Le docteur Pamela Stephenson-Connolly signe son livre « Sex Life » – flickr/Dunedin Public Libraries
Les bloggueuses sexe écriraient des choses beaucoup plus intéressantes et censées que les blogueurs sexe, qui d’ailleurs n’existeraient pas ou peu. Enfin c’est souvent ce qu’on me dit pour m’expliquer que je suis forcément une femme, même si Camille est un prénom mixte. J’aime pourtant beaucoup certains blogs de sexe tenus par des hommes, que je trouve passionnants.
Récemment un homme marié d’une quarantaine d’années m’a raconté une expérience qui correspond assez bien à ce que je constate, et qui prouverait que les garçons écrivent autant et aussi bien que les femmes… Mais que, pour ce qui est du sexe, il est mieux vu socialement que ce soit une femme qu’un homme qui écrive : ce serait nécessairement plus fin, plus intelligent. Je lui ai posé quelques questions.
Peux-tu me rappeler comment tu as été amené à ouvrir un profil fille et un profil garçon sur un site (et le type de site)?
C’était sur le premier site de rencontres auquel je m’inscrivais. C’était un site échangiste. J’ai naturellement ouvert un profil « homme ». Mais, pour pouvoir communiquer un tant soit peu, il faut payer. En revanche les profils « femme », 30 à 50 fois moins nombreux, étaient supposés bénéficier d’avantages gratuits. Pour mieux comprendre comment le site fonctionnait avant de me décider à payer, j’ai créé un profil femme discret. Il faut quand même remplir le profil un minimum, âge, vague description, on se trouve déjà à imaginer un personnage.
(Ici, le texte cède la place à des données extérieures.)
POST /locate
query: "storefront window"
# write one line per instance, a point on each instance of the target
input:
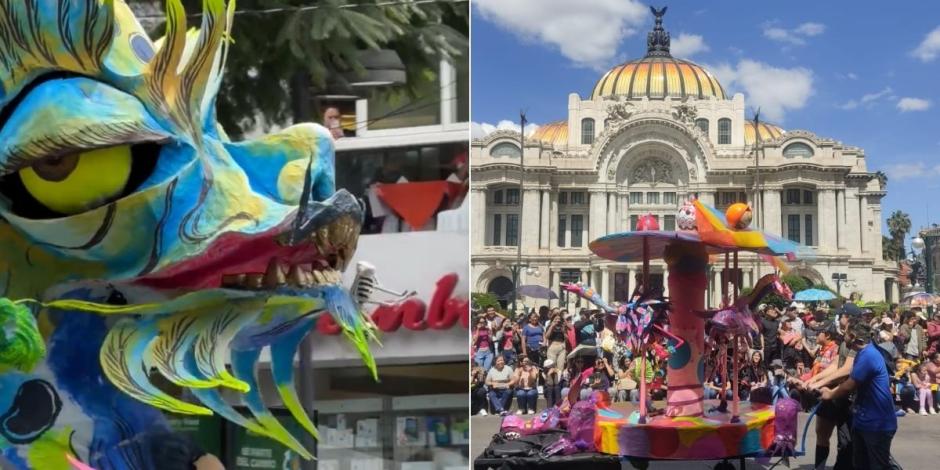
(396, 108)
(358, 170)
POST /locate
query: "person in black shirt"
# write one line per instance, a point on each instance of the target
(584, 331)
(556, 339)
(770, 342)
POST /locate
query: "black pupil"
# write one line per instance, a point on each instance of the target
(143, 161)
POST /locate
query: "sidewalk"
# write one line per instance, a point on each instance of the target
(916, 445)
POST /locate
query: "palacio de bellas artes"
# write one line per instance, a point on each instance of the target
(651, 134)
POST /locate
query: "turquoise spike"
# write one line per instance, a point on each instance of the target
(282, 368)
(243, 366)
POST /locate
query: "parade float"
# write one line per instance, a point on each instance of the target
(137, 240)
(698, 342)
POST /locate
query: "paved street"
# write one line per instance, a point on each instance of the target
(916, 445)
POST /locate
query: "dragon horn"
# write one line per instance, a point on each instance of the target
(282, 369)
(243, 365)
(123, 363)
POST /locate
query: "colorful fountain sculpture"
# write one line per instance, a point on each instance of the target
(137, 239)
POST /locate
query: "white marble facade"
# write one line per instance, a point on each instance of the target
(617, 157)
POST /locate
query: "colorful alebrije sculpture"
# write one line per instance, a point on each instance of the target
(647, 222)
(685, 218)
(150, 240)
(636, 322)
(735, 326)
(739, 215)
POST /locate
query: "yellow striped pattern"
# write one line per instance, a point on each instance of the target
(767, 132)
(659, 77)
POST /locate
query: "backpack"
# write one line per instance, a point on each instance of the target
(890, 360)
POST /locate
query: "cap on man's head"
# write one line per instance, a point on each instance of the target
(860, 330)
(849, 309)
Je me suis peu servi du profil finalement.
Plus tard j’ai découvert les blogs du site, et certains étaient passionnants. On pouvait y lire des expériences et pratiques sexuelles très variées et en discuter, surtout dans la section anglophone. Alors j’ai ouvert un blog sur mon profil homme. Contenu varié, généralement en rapport avec le sexe. Tel ou tel article ou livre m’ayant plu, tel sextoy, etc. Et aussi des textes très crus.
Si j’ai bien compris, ton profil garçon a été relativement ignoré et tes textes « filles » ont été encensés? Quelles ont été les réactions aux deux profils?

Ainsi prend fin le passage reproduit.